Nossa linguagem pode afetar o quanto comemos?

Publicado em 19 julho 2018

Quando pensamos em psicologia como ciência do comportamento, percebemos que ela tem muito a contribuir com uma diversidade de questões que permeiam o dia a dia das pessoas. Uma dessas questões é o comportamento alimentar e distúrbios associados, por exemplo o Transtorno de Compulsão Alimentar, com o qual indivíduos sofrem episódios recorrentes de perda de controle ao se alimentar, e ingerem quantidades excessivas de comida. A abordagem da psicologia que vem mostrando os mais fortes resultados no tratamento da compulsão alimentar é a Terapia Cognitivo Comportamental (TCC), ainda que uma grande parcela dos clientes tratados com essa abordagem continue a comer compulsivamente e continue apresentando dificuldades em modificar esse padrão comportamental após o tratamento.

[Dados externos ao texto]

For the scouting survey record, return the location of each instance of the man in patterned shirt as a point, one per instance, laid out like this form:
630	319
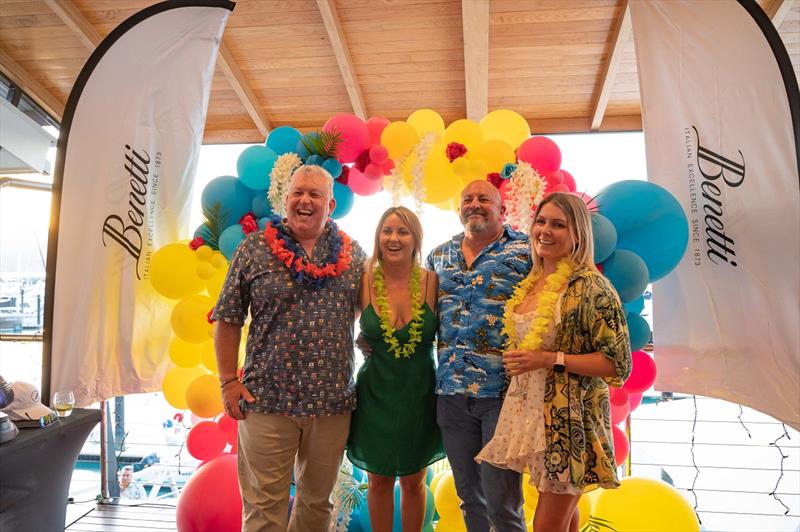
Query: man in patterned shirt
477	270
299	280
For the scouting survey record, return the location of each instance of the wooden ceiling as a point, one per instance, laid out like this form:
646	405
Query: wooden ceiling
565	65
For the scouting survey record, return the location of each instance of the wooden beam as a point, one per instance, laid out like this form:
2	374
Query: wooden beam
342	53
622	32
475	28
242	89
20	77
74	19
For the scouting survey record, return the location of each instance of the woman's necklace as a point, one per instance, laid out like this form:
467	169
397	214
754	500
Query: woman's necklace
415	327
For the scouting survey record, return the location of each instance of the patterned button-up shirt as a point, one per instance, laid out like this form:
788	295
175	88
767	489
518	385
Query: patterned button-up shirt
300	357
471	303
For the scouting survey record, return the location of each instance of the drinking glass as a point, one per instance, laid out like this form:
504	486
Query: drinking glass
64	402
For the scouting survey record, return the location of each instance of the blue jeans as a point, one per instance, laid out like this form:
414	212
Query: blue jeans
491	497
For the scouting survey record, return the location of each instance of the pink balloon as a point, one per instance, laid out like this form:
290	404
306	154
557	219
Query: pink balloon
362	185
376	124
621	445
211	499
354	133
206	440
541	153
643	373
569	181
378	154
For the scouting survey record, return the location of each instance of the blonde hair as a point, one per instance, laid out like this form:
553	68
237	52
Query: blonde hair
579	222
411	221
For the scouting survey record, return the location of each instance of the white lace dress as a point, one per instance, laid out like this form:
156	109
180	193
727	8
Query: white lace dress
519	438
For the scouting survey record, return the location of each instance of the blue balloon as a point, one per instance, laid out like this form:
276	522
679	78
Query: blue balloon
627	272
649	221
639	331
234	199
344	200
260	206
636	306
605	237
283	139
333	167
230	239
254	165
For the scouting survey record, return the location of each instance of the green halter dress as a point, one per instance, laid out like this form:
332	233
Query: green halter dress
393	431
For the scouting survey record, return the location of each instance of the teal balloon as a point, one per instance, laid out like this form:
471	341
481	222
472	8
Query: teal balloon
604	235
627	272
639	331
283	139
260	206
254	165
333	167
636	306
234	199
649	221
230	239
344	200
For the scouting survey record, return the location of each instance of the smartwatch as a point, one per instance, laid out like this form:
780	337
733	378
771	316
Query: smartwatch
559	366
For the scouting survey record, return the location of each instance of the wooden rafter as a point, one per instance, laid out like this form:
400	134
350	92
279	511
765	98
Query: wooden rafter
621	34
74	19
20	77
242	89
475	28
342	52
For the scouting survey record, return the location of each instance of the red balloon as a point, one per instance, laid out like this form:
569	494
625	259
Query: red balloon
643	373
355	136
541	153
211	499
206	440
621	445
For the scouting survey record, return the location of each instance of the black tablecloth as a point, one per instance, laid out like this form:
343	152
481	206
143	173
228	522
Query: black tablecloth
35	472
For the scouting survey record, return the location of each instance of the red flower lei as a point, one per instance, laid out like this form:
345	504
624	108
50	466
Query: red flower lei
302	266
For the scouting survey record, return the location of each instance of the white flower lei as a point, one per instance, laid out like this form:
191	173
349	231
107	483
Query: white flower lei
524	193
279	180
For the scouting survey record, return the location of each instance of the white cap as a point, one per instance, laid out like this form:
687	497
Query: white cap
26	403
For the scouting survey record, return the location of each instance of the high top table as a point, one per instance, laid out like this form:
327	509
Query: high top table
36	469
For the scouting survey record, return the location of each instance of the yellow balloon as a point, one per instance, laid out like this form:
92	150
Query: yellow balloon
204	397
505	125
494	154
398	138
464	132
645	505
190	318
208	356
176	382
173	271
426	121
183	353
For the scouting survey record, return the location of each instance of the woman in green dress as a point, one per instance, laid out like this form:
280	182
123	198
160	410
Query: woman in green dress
393	432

A dificuldade em alterar comportamentos e a reincidência de comportamentos que são alvos de mudança em terapias é bastante comum, infelizmente. Mas por que isso ocorre? Em parte, porque, no que diz respeito à compulsão alimentar, as mudanças comportamentais provavelmente provocam um desconforto emocional a princípio. Esse desconforto pode ser entendido como pensamentos e sentimentos que, como estímulos encobertos, podem evocar os comportamentos alimentares indesejados. Ao tentar modificar o comportamento de ingerir alimentos compulsivamente, o cliente passa a não poder descontar sentimentos (como tristeza, culpa ou raiva) na alimentação, por exemplo. Dessa forma, ensinar os clientes a lidarem com emoções pode melhorar o empenho dos mesmos em se comprometerem com as modificações comportamentais propostas, aumentando a eficácia dos tratamentos existentes.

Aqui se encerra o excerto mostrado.